Science Books about Owls for Kids:
Owls: A Wildlife Handbook by Kim Long includes color sketches of the 19 species of owls in North America. The kids will enjoy the information about each owl such as their favorite foods, their habitats, how they hunt, and where they live in N. America. There are some myths and cultural history about owls included as well.
Owls (Animal Predators) by Sandra Markle is an excellent resource for kids. Each page has amazing photographs of owls throughout their life cycle, in their natural habitat, with typical behaviors and actions shots. This book does talk about owl pellets!

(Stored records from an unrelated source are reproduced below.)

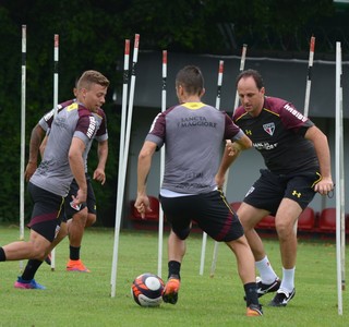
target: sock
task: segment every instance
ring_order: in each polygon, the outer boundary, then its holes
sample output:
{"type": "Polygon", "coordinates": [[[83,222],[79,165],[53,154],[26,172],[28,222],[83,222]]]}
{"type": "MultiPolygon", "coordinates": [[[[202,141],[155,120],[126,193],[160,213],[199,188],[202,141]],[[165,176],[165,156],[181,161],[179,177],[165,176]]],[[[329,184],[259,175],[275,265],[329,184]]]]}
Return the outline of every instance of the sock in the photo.
{"type": "Polygon", "coordinates": [[[0,262],[5,262],[7,255],[4,254],[4,251],[2,247],[0,247],[0,262]]]}
{"type": "Polygon", "coordinates": [[[75,246],[70,245],[69,250],[70,250],[70,259],[71,261],[79,261],[80,259],[80,246],[75,247],[75,246]]]}
{"type": "Polygon", "coordinates": [[[244,292],[246,294],[246,306],[250,304],[260,305],[257,284],[255,282],[248,282],[243,286],[244,292]]]}
{"type": "Polygon", "coordinates": [[[288,291],[289,293],[292,292],[294,289],[294,270],[296,267],[292,269],[282,268],[282,281],[280,284],[281,290],[288,291]]]}
{"type": "Polygon", "coordinates": [[[181,263],[174,261],[168,262],[168,278],[170,278],[171,275],[177,275],[178,278],[181,279],[179,274],[180,269],[181,263]]]}
{"type": "Polygon", "coordinates": [[[37,269],[41,266],[43,262],[37,259],[29,259],[25,266],[25,269],[22,274],[22,279],[32,280],[37,271],[37,269]]]}
{"type": "Polygon", "coordinates": [[[255,263],[256,268],[260,271],[263,283],[272,283],[277,278],[268,257],[265,256],[262,261],[255,263]]]}

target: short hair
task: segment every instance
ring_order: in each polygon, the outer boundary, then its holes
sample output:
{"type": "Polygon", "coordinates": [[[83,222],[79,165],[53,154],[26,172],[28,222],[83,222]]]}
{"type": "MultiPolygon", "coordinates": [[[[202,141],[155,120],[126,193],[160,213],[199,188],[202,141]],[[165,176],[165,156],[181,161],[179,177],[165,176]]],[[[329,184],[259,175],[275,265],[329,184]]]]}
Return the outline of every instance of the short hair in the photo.
{"type": "Polygon", "coordinates": [[[89,88],[92,84],[98,84],[104,87],[108,87],[110,82],[109,80],[97,71],[85,71],[76,83],[77,89],[89,88]]]}
{"type": "Polygon", "coordinates": [[[204,89],[204,76],[196,65],[186,65],[176,76],[176,86],[181,85],[190,95],[201,95],[204,89]]]}
{"type": "Polygon", "coordinates": [[[241,72],[238,77],[237,77],[237,82],[236,82],[236,86],[238,87],[238,83],[241,78],[245,78],[245,77],[252,77],[255,82],[255,85],[257,86],[258,89],[261,89],[262,87],[264,87],[264,82],[263,82],[263,77],[262,75],[255,71],[255,70],[245,70],[243,72],[241,72]]]}

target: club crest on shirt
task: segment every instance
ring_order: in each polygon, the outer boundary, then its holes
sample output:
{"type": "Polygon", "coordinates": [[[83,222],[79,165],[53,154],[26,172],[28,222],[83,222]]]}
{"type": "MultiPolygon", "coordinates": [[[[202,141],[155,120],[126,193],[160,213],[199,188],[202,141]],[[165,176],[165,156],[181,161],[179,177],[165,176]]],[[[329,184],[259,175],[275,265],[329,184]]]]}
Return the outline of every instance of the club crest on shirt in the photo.
{"type": "Polygon", "coordinates": [[[267,123],[263,125],[265,132],[267,132],[270,136],[273,136],[275,131],[275,123],[267,123]]]}

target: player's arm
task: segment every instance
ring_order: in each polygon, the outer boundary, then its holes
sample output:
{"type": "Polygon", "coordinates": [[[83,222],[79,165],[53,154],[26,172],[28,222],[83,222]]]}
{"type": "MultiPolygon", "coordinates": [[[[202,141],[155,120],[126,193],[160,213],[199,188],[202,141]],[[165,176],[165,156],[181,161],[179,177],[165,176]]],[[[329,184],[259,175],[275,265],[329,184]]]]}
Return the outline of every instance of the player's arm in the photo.
{"type": "Polygon", "coordinates": [[[85,177],[84,158],[83,153],[85,150],[85,143],[79,138],[73,137],[69,149],[69,165],[73,173],[73,177],[79,185],[79,191],[76,196],[73,196],[75,205],[80,205],[86,202],[87,196],[87,183],[85,177]]]}
{"type": "Polygon", "coordinates": [[[106,182],[106,164],[108,158],[108,140],[98,142],[97,148],[98,166],[94,171],[94,180],[97,180],[101,185],[106,182]]]}
{"type": "Polygon", "coordinates": [[[139,210],[142,218],[146,211],[151,211],[149,199],[146,195],[146,180],[152,167],[152,158],[157,145],[154,142],[145,141],[139,155],[137,164],[137,198],[134,207],[139,210]]]}
{"type": "Polygon", "coordinates": [[[25,168],[25,180],[28,181],[37,168],[37,157],[39,153],[40,143],[45,135],[45,130],[37,123],[32,130],[29,141],[29,159],[25,168]]]}
{"type": "Polygon", "coordinates": [[[314,186],[314,190],[322,195],[326,195],[334,189],[327,136],[317,126],[311,126],[308,129],[304,137],[313,142],[320,164],[322,180],[314,186]]]}
{"type": "Polygon", "coordinates": [[[46,145],[47,145],[47,141],[48,141],[48,135],[46,134],[41,144],[40,144],[40,147],[39,147],[39,152],[40,152],[40,156],[41,158],[44,157],[44,153],[45,153],[45,148],[46,148],[46,145]]]}

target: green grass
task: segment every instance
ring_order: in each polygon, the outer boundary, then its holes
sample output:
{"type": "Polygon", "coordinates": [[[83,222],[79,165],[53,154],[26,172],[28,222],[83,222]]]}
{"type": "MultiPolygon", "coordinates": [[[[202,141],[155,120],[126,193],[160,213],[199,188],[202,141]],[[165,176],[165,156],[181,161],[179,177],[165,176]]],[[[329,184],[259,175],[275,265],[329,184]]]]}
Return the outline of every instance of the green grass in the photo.
{"type": "MultiPolygon", "coordinates": [[[[17,238],[16,227],[0,227],[0,245],[17,238]]],[[[121,231],[116,298],[110,298],[113,229],[86,230],[82,258],[91,274],[64,270],[69,255],[64,240],[56,251],[56,271],[43,264],[36,275],[36,280],[47,287],[44,291],[14,289],[19,262],[1,263],[0,326],[349,326],[348,291],[342,293],[344,315],[339,316],[337,310],[333,240],[300,241],[296,296],[287,307],[268,307],[273,295],[263,296],[263,317],[244,316],[243,288],[234,256],[226,245],[219,246],[216,274],[209,278],[214,242],[207,241],[205,271],[198,275],[201,234],[188,240],[177,305],[136,305],[130,293],[132,280],[142,272],[157,272],[157,244],[156,232],[121,231]]],[[[167,275],[166,244],[167,232],[163,276],[167,275]]],[[[280,274],[278,242],[265,240],[265,247],[280,274]]]]}

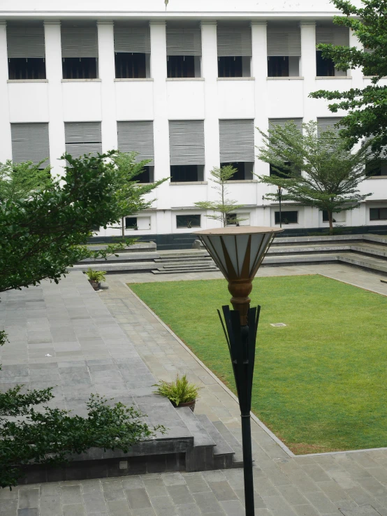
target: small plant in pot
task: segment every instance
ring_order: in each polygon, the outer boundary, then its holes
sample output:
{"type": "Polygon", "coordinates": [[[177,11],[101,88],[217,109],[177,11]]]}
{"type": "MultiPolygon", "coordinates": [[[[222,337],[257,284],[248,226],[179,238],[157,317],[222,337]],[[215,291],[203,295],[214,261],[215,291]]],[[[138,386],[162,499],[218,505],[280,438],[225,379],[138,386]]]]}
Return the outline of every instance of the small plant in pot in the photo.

Owls by Gail Gibbons. I love Gail Gibbons- she is an excellent author for kids because she understands what they are interested in, and writes clear, non-fiction books that are packed with labeled illustrations and facts to get kids excited about exploring science and nature. This book discusses the owls life cycle, its habitats and behaviors, and environmental threats to certain owls.
Extension Activities after Owl Pellets & Resources to Learn about Owls
* The biggest environmental threat to owls around the world is loss of habitat, due to land development and timber harvesting. Brainstorm with the kids on ways people can help in the conservation of owls.
* Most owls are at the top of their food chain (aka food web). Observe these food chains, and then draw your own, based on the remains found in your owl pellet.
* Hear the calls of all species of owls! Memorize the calls of the owls that live near you, and then take a night hike with your kids. Can you identify any?
* World Owl Mythology: Extend your knowledge of owls to include cultural references from around the world. World Owl Mythology is a compilation of beliefs and legends about owls from many different countries. What is fascinating is that some culture revere and honor owls, who bear good fortune to their people; other cultures believe owls are bad omens, linked with destruction and evil.
* On FirstPeoples.org, you can read the Legend of How the Coyote Joined the Dance of the Burrowing-Owls. the Eskimo Story of Owl and Raven, and a Choctaw legend of Why the Owls Share. Another site has the story of Why the Owl has Big Eyes.
* Do a cute owl craft based on the book “Owl Babies.” Really cute socio-emotional discussion questions for kids, and a cute craft made from recycled water bottles, where kids get to practice their fine motor skills, and then their ABCs.
* Another fun art project with owls, this time kids get to practice their research skills on-line, and do a virtual field trip to see barn owls!